The JSON equivalent, which we will be generating here, mirrors this closely:
{ "digest":[
{
"package": "net.sf.saxon.tree",
"class": [
{ "name":"NamespaceNode" },
{ "implements":{ "name":"net.sf.saxon.om.NodeInfo" } },
{ "constructor":{ "params":"net.sf.saxon.om.NodeInfo|net.sf.saxon.om.NamespaceBinding|int" } },
{ "field":{ "name":"element", "type":"net.sf.saxon.om.NodeInfo" } },
{ "field":{ "name":"nsBinding", "type":"net.sf.saxon.om.NamespaceBinding" } },
{ "field":{ "name":"position", "type":"int" } },
{ "field":{ "name":"fingerprint", "type":"int" } },
{ "method":{ "name":"getTreeInfo", "returns":"net.sf.saxon.om.TreeInfo" } },
{ "method":{ "name":"head", "returns":"net.sf.saxon.om.NodeInfo", "csReturns":"net.sf.saxon.om.Item" } },
{ "method":{ "name":"getNodeKind", "returns":"int" } },
{ "method":{ "name":"equals", "returns":"boolean", "sig":"java.lang.Object", "params":"java.lang.Object" } },
{ "method":{ "name":"hashCode", "returns":"int" } },
{ "method":{ "name":"getSystemId", "returns":"java.lang.String" } },
{ "method":{ "name":"getPublicId", "returns":"java.lang.String" } },
{ "method":{ "name":"getBaseURI", "returns":"java.lang.String" } },
{ "method":{ "name":"getLineNumber", "returns":"int" } },
{ "method":{ "name":"getColumnNumber", "returns":"int" } },
Actually, what I'm showing here is the result of converting the XML digest to JSON using the
4.0 element-to-map() function. In this stage of the case study, we're looking at the code
needed to generate this structure, but I didn't actually complete the exercise, partly because the
code uses features not yet implemented in Saxon.
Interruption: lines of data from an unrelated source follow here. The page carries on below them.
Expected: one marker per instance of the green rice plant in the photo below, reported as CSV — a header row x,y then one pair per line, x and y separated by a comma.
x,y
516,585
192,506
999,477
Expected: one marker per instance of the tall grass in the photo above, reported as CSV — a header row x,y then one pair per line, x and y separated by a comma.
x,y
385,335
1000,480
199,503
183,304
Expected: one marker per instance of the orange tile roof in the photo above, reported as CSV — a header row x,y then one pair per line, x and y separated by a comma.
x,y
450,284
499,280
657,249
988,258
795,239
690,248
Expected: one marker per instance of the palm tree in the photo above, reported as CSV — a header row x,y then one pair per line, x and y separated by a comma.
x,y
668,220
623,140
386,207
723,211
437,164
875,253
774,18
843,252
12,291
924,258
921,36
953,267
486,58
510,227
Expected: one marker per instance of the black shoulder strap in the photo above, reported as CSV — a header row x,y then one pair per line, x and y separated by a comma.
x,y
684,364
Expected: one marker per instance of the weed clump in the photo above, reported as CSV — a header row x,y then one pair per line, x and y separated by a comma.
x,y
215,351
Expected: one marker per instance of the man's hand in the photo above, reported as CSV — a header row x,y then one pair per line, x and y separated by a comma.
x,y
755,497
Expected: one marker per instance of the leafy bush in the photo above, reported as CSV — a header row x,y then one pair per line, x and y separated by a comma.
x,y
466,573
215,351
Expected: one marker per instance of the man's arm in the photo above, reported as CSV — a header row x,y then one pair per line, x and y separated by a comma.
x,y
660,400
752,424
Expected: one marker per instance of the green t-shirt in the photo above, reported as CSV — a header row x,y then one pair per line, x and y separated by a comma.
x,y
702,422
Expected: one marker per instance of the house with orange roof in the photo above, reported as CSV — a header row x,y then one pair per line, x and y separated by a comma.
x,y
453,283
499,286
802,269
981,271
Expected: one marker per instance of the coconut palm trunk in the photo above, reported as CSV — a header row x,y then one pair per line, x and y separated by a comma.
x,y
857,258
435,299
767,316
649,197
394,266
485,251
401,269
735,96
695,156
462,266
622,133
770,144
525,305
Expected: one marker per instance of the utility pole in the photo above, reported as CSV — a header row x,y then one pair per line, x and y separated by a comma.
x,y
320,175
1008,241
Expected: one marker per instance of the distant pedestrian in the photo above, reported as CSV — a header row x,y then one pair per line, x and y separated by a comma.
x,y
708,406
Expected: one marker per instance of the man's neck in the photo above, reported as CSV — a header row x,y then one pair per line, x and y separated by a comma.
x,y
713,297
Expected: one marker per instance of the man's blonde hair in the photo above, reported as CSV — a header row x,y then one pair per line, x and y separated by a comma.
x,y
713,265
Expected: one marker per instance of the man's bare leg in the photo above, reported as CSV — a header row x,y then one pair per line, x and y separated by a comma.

The stylesheeet is fairly small (just 180 lines). It uses a mode with on-no-match="fail"
so there has to be an explicit template rule for every element of interest. The top two templates
(in the XML version) are:
<xsl:template name="xsl:initial-template">
<digest>
<xsl:apply-templates select="collection($xmlDir ||
'?recurse=yes;select=*.xml')"/>
</digest>
</xsl:template>
<xsl:template match="root">
<module package="{f:qualifiedName(packageDeclaration/name)}">
<xsl:apply-templates select="types/type"/>
</module>
</xsl:template>
So the entry-point template reads all the XML files in a directory whose name is supplied as a parameter, and invokes a template to process each file independently; this selects the only elements of interest, which are the type elements (a type being typically a class or interface). These two templates translate in the JSON version to:
<xsl:template name="xsl:initial-template">
<xsl:map>
<xsl:map-entry key="'digest'">
<xsl:array>
<xsl:for-each select="(collection($jsonDir ||
'?recurse=yes;select=*.json') ! pin(.)) ? *">
<xsl:array-member>
<xsl:map>
<xsl:apply-templates select="."/>
</xsl:map>
</xsl:array-member>
</xsl:for-each>
</xsl:array>
</xsl:map-entry>
</xsl:map>
</xsl:template>
<xsl:template match="?root"> <!-- match=".[label(.)?key = 'root']" -->
<xsl:map-entry key="'module'">
<xsl:map>
<xsl:map-entry key="'_package'"
select="f:qualifiedName(?packageDeclaration?name)"/>
<xsl:apply-templates select="?types?type"/>
</xsl:map>
</xsl:map-entry>
</xsl:template>
Observations:
The JSON version of the digest is a singleton map, with key "digest",
whose value is an array of maps. Constructing this top-level map-of-array-of-maps is
somewhat verbose, but straightforward enough.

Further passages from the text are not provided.